Black Lives Matter had a great series, the left wouldn’t buy it, but it was astute, where they trolled every person who criticized the police or whiteness with a simple political demand: “but what about defunding the police?” Such was the tepid self-righteous nature of the left, posturing in the most tedious ways of shaming police and white people while never addressing the demands of activists to defund the police and fund economic and social programs for poor communities of color.

Could this all be part of the same project? Could shaming the powers that be lead to real action? Perhaps, if it changed people’s minds. What Fales traces is the imagined tyranny of wokeness being a new dragon to slay for the right and how it can become a substitute for addressing real power.

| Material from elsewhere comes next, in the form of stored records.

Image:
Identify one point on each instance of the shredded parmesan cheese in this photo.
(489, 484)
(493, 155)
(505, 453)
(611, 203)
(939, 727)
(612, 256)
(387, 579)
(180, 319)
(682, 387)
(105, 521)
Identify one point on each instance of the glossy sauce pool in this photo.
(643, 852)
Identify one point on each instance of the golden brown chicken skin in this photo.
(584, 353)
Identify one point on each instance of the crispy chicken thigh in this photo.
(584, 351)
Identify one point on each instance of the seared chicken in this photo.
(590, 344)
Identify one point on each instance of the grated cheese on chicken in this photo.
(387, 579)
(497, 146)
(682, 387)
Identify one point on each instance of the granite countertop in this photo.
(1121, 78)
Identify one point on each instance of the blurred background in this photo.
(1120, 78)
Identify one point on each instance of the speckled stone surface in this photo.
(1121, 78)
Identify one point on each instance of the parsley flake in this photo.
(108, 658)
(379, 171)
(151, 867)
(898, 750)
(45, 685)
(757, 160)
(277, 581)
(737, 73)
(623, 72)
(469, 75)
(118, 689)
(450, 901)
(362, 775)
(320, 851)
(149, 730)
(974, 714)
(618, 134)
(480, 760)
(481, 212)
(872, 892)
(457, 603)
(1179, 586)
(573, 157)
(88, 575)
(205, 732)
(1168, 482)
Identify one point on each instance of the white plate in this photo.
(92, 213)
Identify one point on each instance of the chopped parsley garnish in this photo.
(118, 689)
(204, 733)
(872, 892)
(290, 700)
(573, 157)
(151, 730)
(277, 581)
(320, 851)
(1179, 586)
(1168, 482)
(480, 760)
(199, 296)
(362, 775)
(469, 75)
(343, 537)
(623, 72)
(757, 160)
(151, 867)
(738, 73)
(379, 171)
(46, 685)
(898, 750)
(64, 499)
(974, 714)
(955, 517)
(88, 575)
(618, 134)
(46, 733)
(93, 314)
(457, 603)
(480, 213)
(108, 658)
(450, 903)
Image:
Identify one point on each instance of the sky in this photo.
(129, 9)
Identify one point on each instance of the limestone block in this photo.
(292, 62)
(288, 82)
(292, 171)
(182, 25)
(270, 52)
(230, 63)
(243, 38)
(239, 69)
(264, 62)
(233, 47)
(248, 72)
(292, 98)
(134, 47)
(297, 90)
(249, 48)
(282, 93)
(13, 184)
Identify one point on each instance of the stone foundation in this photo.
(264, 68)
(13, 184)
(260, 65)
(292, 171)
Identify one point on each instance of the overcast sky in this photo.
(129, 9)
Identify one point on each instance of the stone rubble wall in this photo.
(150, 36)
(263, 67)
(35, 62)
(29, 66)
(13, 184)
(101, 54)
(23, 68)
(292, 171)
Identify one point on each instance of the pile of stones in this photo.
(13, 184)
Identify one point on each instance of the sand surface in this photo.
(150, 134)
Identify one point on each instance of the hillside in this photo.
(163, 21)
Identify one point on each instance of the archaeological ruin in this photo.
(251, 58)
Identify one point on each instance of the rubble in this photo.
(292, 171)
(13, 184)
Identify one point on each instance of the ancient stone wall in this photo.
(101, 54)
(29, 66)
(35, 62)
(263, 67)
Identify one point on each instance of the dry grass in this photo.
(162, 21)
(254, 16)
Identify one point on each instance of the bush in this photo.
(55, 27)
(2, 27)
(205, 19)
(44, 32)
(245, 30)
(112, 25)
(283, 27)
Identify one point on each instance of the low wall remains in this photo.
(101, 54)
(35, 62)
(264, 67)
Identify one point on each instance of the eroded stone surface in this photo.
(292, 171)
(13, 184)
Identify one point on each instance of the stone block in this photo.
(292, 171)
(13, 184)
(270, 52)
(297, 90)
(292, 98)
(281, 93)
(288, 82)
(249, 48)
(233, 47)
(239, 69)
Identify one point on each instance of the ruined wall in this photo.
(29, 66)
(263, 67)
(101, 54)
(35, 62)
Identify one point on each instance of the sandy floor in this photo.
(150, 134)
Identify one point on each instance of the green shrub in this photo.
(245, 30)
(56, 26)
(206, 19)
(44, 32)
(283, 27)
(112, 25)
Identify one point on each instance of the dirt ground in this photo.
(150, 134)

If the left could present itself as something opposing power rather than a group that gains victories from Democrats or corporations pretending to enforce it perhaps the left really could become the sort of vanguard that it frames the Other as. However one of the problems today is that in the Information Age everything is put forth in its totality relentlessly and despite constantly creating hierarchies between class allies we end up losing track of any way to collectively track how power is actually operating, and we are left tracing a string of symbolic conspiracies.

We remain trapped in a way of speaking about the world, hidden behind a series of rules created by the halls of power. When we address comrades, we must continue to replay their worst humiliations for them in order to appear to be woke enough, to virtue signal our care. This is the ultimate safe space. Corinna Fales is unafraid to fail. She imagines a world in which each of us has the potential to achieve agency, no matter what life has thrown at us. We need not ask if Fales is authentic, if her struggle is “real”, we need only to ask her how she broke free from the chains that bind us long after we have broke free from our physical chains.

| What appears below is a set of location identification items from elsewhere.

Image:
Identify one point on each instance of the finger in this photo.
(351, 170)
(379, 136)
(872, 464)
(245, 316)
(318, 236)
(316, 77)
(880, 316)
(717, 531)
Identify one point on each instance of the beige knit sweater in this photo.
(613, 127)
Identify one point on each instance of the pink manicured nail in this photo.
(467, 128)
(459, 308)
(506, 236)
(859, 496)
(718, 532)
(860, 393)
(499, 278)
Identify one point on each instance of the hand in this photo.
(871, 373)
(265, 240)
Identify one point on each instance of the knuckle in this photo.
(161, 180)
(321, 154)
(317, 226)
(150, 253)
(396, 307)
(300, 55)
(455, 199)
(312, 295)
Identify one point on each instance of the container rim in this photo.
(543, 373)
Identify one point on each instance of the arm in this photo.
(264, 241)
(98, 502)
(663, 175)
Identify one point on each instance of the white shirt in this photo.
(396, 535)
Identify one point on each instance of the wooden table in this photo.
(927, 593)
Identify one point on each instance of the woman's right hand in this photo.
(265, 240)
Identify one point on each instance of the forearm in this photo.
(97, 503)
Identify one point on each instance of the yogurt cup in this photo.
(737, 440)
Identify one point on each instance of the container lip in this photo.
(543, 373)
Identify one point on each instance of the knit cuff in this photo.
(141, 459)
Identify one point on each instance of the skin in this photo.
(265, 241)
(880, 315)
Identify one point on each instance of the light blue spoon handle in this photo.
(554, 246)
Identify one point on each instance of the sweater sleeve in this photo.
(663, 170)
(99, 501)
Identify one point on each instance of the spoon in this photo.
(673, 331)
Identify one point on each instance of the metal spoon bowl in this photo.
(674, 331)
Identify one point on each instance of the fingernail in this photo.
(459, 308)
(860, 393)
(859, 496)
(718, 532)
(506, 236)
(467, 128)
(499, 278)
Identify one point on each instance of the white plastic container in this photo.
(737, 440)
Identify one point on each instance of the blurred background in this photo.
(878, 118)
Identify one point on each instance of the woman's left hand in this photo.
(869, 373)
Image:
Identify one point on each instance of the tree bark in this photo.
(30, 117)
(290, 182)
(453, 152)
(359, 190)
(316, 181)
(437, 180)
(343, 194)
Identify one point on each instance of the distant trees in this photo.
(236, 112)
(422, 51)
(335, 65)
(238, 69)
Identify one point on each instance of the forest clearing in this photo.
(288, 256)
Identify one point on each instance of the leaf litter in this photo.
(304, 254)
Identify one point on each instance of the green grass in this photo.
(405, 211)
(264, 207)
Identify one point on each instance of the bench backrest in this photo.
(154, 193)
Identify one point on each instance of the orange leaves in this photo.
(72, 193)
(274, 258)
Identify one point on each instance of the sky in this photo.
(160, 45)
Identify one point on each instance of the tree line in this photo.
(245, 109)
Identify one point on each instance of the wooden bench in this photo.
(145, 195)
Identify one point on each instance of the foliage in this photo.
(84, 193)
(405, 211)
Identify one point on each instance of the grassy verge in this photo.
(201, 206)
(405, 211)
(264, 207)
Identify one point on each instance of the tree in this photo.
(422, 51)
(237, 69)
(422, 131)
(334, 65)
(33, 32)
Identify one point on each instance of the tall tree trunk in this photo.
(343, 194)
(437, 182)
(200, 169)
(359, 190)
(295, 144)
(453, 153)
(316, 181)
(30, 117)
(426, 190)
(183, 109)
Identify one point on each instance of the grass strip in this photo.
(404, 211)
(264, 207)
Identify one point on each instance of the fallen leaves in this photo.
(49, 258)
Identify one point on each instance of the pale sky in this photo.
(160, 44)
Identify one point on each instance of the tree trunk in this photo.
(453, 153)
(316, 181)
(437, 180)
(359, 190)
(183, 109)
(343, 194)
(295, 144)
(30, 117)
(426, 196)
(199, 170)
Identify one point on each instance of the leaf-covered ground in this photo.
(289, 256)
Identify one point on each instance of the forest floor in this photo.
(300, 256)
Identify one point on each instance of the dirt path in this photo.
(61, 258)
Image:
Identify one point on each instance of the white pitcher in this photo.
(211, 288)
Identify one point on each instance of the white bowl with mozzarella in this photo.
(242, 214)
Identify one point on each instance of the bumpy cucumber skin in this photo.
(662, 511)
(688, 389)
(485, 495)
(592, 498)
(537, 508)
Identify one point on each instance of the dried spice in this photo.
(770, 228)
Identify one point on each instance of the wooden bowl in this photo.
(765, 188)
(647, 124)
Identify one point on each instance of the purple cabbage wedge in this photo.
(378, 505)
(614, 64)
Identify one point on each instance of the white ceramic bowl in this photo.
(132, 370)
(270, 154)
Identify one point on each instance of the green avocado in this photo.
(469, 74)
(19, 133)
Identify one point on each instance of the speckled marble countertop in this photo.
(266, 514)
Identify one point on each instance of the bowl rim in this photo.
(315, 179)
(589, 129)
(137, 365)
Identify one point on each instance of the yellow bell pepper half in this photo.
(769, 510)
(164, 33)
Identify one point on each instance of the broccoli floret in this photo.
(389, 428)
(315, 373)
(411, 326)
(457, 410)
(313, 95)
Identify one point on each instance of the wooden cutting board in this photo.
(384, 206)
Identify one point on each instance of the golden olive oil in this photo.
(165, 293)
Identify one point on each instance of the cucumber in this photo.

Why do those privileged enough to have safe spaces seek to make the world into an ordered space when they could be the ones leading us out of it? Perhaps to be charitable most people still have colonized minds and want to establish an ordered class of traumas which keep people stagnant and block all revolutionary tendencies. Now is the time to read and share this terrific book by Corrina Fales! Soon our world may become one big safe space. Beware! Trauma, while being constantly recycled and weaponized, will forever be framed as continuous, and therefore both watered down and completely determinative.